They all sit and discuss what they're working on.
The big man with his big voice and bigger smile was right there outside Melbourne Central, selling The Big Issue. He is standing before a poster of a model in a pair of slimming jeans. The model looks expectant, hoping someone would rip the jeans off. "Too skinny, not that pretty and has no tits," agreed two boys with so many pimples you couldn't make out the rest of their face.
The young couple passes them. The Japanese girl huddled into herself, shielding her chest from the biting wind. Her super legs erupted into pointed goose-bumps as her tiny denim shorts rode up her butt curve. She led her cute boyfriend who couldn't see clearly. His super-shiny, super-straight hair in that shaggy cut kept getting into his eyes. They run and cross the road, laughing, oblivious to the tram driver who looks furious.
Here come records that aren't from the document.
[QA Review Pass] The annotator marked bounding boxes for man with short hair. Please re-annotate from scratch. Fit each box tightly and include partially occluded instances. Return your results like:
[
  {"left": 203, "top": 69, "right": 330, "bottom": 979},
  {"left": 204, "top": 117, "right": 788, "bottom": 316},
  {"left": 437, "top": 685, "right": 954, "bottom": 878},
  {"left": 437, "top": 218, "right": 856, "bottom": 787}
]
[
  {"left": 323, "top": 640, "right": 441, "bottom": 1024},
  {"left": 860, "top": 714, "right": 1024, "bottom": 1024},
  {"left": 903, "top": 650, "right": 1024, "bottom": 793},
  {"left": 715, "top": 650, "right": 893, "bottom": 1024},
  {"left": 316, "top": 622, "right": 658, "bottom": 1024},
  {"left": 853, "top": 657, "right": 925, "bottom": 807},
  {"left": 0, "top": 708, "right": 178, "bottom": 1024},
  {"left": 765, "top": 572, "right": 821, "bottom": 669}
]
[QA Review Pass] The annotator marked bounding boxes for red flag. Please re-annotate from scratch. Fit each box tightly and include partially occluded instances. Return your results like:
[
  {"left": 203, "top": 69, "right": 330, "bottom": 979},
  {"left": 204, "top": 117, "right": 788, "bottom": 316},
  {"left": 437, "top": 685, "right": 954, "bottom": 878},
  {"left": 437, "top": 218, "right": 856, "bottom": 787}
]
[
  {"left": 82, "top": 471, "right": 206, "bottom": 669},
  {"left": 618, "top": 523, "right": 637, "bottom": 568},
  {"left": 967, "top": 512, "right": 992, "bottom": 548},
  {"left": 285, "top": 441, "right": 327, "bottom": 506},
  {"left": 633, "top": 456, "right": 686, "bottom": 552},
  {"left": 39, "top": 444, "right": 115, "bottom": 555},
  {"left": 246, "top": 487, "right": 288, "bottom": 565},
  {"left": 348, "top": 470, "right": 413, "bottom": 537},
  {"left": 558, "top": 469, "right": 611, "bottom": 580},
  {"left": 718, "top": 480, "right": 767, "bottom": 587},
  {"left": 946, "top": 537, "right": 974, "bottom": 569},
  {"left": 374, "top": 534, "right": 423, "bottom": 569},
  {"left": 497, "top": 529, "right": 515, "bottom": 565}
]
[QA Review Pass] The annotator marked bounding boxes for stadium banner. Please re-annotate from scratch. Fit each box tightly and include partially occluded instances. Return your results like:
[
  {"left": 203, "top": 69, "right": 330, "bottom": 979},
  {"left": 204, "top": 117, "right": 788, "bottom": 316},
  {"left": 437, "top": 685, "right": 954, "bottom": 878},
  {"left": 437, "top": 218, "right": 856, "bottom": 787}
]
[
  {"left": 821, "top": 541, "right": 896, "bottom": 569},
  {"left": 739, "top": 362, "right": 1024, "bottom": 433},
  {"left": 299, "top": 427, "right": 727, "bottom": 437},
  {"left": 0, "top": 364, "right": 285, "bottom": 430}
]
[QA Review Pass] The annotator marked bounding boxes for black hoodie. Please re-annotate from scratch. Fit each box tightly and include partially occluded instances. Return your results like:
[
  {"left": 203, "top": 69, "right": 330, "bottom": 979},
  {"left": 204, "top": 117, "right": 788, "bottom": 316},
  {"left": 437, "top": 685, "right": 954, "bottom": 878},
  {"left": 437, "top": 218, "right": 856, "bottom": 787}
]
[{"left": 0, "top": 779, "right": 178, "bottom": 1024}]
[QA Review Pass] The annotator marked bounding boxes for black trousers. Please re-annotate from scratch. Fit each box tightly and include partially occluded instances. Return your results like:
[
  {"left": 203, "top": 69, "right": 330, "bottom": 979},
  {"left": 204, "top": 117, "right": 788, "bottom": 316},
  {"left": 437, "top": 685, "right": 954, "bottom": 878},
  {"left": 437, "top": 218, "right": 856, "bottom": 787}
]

Love gives a fuck.
The Chinese woman nearly knocked over the magazine stand. It's a slope there and her little trolley was so heavy. Full of groceries for her daughter-in-law who allows her to live with them. She has the garage and she loves it. It's much better than the old age home.
The Indian girl walks by, sashaying in her dark green knee-high boots. She takes the perfect steps, toe before the heel and her butt moves seductively. There's so much make-up, it's almost like camouflage. Some Indian boys distributing pamphlets stop her, extending their hands to hand her one. She refuses and the vigorous shake of her head spoils her choreography. Her heel gets stuck in a pavement crack, she stumbles. "I am from Maldives, not interested," she says as they ask her if she needs help.
The Pakistani girl, all beautiful skin and lovely eyes and lovelier hair rages about the inequity of the legal system. Of how she needs to go back. On how she needs to change things. Her partner, chain smoking the fifth cigarette, advises her not to get killed. She declares she is not stupid.
The other Indian girl watches, realising that if she breathes she won't be able to pull her tummy in. Cursing that the wind will make her hair look all dry. Wondering if any story, particularly her story, matters to anyone. Then she spots a sign that smiles, "Hot hash browns", it says. She thanks god that food loves her and tries a chocolate she's never eaten before.
They all sit and discuss what they're working on. She says she wants to write about women's issues and equality. Another rolls her eyes and says, "We have voting rights and can wear what we want to. Feminism is so boring."